The three highest-impact healthcare automation processes and why they work 

The three highest-impact healthcare automation processes — and why they work

By George Purvis — a senior automation practitioner with direct experience designing and delivering each of the programmes described in this article 

The question I am most frequently asked by healthcare operations leaders who are beginning to think seriously about AI automation is: where should we start? 

It is a question that deserves a better answer than it usually receives. The standard advice — start with something small, prove the concept, then scale — sounds prudent. In practice, it often leads to programmes that prove a concept but never scale, because the processes selected for the pilot were chosen for ease of automation rather than operational significance. 

The advice I give instead is this: start with the processes that are consuming the most clinical capacity, generating the most errors, and creating the most downstream operational risk. Start where the problem is acute enough that the organisation will commit to solving it properly. 

Based on the programmes we have built and managed across major US healthcare providers, here are the five processes that consistently meet that test. 

1. Referral management

Referral management is the process by which patients are transitioned between care settings — from hospital to home health, from primary care to specialist, from acute to palliative. It is one of the highest-volume administrative processes in any health system, and it is one of the most error-prone. 

The error rate in manual referral management is not typically catastrophic in individual cases. But at volume — 160,000 referrals a year, 3,000 a week — even a small percentage of misrouted, delayed, or incomplete referrals generates thousands of exception cases.

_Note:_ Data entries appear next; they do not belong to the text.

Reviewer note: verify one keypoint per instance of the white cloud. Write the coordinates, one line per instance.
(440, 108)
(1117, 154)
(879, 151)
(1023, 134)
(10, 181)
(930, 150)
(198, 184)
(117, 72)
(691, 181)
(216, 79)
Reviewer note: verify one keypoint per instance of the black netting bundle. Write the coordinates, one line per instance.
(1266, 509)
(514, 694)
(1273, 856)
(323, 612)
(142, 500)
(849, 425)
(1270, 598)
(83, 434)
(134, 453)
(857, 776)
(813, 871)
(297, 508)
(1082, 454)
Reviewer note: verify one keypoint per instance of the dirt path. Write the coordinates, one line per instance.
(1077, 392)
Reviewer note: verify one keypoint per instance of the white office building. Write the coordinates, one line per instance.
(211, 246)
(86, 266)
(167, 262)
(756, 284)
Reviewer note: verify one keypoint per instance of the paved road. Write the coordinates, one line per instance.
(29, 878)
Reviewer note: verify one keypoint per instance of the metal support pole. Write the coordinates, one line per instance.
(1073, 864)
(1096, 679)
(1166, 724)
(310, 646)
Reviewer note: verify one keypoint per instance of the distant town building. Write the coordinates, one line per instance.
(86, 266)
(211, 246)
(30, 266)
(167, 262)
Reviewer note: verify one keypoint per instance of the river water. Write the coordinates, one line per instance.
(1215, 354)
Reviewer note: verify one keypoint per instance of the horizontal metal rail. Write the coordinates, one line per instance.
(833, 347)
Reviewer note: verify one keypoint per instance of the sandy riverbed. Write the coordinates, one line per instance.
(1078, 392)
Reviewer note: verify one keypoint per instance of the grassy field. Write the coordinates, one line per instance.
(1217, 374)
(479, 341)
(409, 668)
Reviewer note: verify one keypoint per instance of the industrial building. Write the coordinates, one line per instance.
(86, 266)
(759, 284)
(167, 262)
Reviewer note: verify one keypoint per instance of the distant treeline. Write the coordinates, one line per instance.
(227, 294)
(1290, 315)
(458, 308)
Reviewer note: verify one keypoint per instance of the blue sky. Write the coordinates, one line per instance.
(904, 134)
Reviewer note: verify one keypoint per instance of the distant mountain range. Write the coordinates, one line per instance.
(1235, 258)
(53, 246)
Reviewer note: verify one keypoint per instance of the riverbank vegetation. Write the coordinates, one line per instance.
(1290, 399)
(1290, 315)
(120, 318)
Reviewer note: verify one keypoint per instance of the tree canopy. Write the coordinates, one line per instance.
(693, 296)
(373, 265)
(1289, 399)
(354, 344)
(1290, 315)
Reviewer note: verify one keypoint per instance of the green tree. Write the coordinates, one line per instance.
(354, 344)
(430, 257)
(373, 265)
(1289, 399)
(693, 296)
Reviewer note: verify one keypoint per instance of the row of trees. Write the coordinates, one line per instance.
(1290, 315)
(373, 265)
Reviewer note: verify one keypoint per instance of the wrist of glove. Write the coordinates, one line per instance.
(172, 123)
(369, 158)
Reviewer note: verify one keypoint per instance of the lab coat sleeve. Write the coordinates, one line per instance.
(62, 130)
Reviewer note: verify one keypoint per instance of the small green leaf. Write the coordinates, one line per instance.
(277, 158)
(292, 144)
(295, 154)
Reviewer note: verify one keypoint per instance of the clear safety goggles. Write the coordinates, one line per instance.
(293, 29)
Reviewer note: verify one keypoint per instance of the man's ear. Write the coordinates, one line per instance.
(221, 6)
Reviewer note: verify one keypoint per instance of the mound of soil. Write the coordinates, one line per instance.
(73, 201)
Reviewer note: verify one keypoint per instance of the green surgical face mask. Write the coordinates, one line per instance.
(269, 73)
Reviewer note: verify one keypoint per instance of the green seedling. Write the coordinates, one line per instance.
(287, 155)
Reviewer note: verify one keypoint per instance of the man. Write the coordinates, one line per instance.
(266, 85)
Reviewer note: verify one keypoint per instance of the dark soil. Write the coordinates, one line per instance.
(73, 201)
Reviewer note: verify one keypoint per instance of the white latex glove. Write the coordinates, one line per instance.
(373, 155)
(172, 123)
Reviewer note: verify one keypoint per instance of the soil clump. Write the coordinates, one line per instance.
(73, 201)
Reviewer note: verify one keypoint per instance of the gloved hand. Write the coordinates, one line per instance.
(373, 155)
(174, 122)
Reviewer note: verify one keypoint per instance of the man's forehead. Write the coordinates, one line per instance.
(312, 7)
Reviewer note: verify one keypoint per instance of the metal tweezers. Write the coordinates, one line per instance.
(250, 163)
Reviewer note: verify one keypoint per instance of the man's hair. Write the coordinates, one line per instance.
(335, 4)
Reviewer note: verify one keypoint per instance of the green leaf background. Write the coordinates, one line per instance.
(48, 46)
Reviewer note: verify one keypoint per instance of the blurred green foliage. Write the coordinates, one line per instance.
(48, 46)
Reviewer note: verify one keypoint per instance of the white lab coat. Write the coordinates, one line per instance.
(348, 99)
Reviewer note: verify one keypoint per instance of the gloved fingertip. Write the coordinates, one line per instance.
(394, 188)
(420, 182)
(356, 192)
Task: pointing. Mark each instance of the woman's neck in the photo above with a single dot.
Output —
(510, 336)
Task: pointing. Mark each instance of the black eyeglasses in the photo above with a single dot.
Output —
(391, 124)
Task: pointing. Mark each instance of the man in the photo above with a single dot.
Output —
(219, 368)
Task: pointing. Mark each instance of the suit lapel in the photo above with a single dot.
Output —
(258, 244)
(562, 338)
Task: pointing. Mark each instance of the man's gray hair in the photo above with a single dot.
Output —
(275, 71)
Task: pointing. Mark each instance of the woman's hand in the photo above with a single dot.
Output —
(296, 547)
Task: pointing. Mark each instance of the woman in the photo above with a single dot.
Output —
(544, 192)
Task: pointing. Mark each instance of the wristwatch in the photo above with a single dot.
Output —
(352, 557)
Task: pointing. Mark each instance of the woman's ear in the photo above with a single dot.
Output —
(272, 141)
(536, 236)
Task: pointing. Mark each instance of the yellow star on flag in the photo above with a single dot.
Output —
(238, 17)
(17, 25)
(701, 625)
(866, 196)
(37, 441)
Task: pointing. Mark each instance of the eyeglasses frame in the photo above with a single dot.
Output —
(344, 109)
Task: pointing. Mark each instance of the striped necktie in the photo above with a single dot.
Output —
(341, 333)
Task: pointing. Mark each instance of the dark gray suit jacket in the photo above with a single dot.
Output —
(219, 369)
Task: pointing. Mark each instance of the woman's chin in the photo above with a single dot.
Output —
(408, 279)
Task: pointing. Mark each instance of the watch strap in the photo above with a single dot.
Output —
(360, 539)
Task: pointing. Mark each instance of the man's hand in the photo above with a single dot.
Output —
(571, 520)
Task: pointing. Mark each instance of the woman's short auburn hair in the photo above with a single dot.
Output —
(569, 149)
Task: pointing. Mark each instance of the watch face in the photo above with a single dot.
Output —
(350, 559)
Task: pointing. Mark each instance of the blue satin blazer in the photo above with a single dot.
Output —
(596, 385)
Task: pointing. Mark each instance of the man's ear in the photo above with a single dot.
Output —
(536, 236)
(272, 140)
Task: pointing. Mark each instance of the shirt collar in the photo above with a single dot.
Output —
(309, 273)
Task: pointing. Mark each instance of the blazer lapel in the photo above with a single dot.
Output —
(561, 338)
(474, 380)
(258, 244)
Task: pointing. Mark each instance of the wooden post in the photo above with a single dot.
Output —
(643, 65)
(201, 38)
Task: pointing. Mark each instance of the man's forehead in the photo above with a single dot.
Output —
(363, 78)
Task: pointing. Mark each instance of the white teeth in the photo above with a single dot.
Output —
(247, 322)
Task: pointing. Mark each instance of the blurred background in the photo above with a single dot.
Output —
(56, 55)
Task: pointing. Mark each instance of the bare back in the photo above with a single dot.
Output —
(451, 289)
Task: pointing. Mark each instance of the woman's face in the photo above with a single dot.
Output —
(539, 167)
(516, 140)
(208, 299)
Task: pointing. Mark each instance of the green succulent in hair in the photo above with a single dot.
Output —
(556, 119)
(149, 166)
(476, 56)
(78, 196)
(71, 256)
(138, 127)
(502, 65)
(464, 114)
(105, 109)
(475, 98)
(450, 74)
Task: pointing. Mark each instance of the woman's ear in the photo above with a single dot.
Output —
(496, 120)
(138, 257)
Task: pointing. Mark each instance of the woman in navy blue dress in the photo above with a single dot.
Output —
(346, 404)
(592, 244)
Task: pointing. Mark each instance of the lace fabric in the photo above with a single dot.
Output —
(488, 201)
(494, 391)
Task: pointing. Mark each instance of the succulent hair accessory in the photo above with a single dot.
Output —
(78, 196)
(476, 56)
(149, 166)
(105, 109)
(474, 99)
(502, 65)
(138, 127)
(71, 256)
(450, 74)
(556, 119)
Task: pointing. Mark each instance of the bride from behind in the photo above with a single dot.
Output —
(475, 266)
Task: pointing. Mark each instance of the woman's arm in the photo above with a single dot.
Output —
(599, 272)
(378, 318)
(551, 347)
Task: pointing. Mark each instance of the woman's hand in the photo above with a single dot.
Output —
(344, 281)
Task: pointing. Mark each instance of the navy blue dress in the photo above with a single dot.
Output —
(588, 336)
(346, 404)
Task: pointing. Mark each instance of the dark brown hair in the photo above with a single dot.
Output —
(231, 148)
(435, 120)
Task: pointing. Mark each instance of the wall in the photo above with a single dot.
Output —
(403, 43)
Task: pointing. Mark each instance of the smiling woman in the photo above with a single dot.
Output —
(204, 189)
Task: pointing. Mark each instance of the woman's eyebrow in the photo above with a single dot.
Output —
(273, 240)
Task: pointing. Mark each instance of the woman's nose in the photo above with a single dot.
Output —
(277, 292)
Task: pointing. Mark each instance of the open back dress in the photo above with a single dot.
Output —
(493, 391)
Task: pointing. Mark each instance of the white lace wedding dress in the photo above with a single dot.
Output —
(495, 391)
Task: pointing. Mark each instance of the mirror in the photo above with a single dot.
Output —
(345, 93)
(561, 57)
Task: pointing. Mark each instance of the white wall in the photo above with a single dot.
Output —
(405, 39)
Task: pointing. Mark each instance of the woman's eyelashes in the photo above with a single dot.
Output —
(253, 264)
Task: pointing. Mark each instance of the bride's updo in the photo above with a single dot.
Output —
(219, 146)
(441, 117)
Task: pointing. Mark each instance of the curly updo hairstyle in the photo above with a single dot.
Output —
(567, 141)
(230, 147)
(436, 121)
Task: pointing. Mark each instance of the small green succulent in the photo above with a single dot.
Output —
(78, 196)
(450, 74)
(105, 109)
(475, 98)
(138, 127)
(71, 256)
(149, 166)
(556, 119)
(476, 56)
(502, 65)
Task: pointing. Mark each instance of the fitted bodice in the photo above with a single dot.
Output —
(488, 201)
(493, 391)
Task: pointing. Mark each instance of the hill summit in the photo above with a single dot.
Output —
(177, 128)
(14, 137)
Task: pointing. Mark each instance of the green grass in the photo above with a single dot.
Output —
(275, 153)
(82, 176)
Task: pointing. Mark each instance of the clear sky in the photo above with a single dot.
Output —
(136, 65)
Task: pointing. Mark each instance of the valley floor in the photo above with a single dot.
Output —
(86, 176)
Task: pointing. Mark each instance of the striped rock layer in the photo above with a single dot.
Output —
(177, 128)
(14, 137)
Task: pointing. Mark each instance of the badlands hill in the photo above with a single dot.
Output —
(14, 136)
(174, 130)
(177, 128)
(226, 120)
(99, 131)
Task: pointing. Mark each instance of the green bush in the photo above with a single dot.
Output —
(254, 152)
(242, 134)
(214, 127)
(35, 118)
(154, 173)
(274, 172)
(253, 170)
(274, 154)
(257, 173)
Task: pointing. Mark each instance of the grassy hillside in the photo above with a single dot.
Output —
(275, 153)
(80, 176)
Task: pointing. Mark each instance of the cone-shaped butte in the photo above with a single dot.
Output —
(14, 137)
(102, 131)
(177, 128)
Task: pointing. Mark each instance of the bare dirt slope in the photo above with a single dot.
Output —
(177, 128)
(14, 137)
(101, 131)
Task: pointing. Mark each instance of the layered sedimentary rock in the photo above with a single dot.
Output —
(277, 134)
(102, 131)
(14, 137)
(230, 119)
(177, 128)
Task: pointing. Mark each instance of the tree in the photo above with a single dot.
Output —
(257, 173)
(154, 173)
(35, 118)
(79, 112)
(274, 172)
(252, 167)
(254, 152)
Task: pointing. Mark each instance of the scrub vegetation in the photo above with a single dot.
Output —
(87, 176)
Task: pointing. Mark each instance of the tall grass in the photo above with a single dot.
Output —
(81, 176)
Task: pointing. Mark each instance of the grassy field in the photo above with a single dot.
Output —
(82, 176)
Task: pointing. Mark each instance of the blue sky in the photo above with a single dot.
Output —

Each exception case requires rework with each delayed referral has a patient on the other end of it. 

Automation handles the full administrative workflow: ingesting referral data from multiple source channels, validating completeness and consistency, routing to the appropriate service line, flagging exceptions for human review, and updating downstream care management systems. The clinical determination of appropriateness remains with clinicians. The automation handles the administrative coordination around it. 

2. Prior authorisation

Prior authorisation is, for many clinicians, the most frustrating administrative process in US healthcare. It requires them to submit documentation to payers demonstrating that a requested treatment or service meets defined clinical criteria — criteria that are, in most cases, rule-based and consistent enough to be automated. 

The burden is significant. Studies suggest US physicians spend an average of several hours per week on prior authorisation paperwork. At a health system level, that represents an enormous consumption of clinical time on work that follows defined rules. 

Automation reads the clinical documentation, applies the payer's authorisation criteria, produces a determination for straightforward cases, and routes ambiguous cases to a clinician with full context. The result, in the programmes we have run, is a reduction in authorisation processing time from 48 hours to under four hours.

3. Prescription reauthorisation

Chronic condition medications for lipid management, hypertension, diabetes, and a range of other conditions require regular reauthorisation to continue. The process involves checking eligibility, validating clinical criteria, managing documentation, and processing the approval. It is high-volume, rule-bound, and enormously time-consuming when done manually. 

The operational consequence of a backlogged reauthorisation process is not abstract. It means patients running out of medication. It means chronic conditions deteriorating. It means avoidable clinical deterioration and, in some cases, avoidable hospital admissions. 

The programme we built for a major healthcare provider automated the end-to-end workflow — reading clinical data, applying reauthorisation criteria, generating documentation, and routing for final clinical sign-off where required. The outcome: the elimination of the chronic backlog, $10 million in value over five years, and the equivalent of 14 FTEs in released capacity. 

Why these three

The processes described above share three characteristics that make them suitable for automation and likely to deliver significant value. 

They are high-volume and rule-bound. The logic that governs each process is defined by clinical criteria, payer rules, or regulatory requirements. That consistency is what makes automation possible and reliable. 

They consume significant clinical or operational capacity. The case for automation does not rest on efficiency alone but it rests on what the released capacity enables. Clinical staff freed from referral administration focus on patient care. Care coordinators freed from manual outreach focus on complex case management. 

They have clear and measurable outcomes that healthcare operations leaders already track — and that improve, measurably, when automation is applied. 

The programmes described in this article are not proof-of-concept deployments. They are live, managed, continuously monitored automations that have been running in production environments for years. The value they deliver is auditable. And it continues to compound as the programmes scale.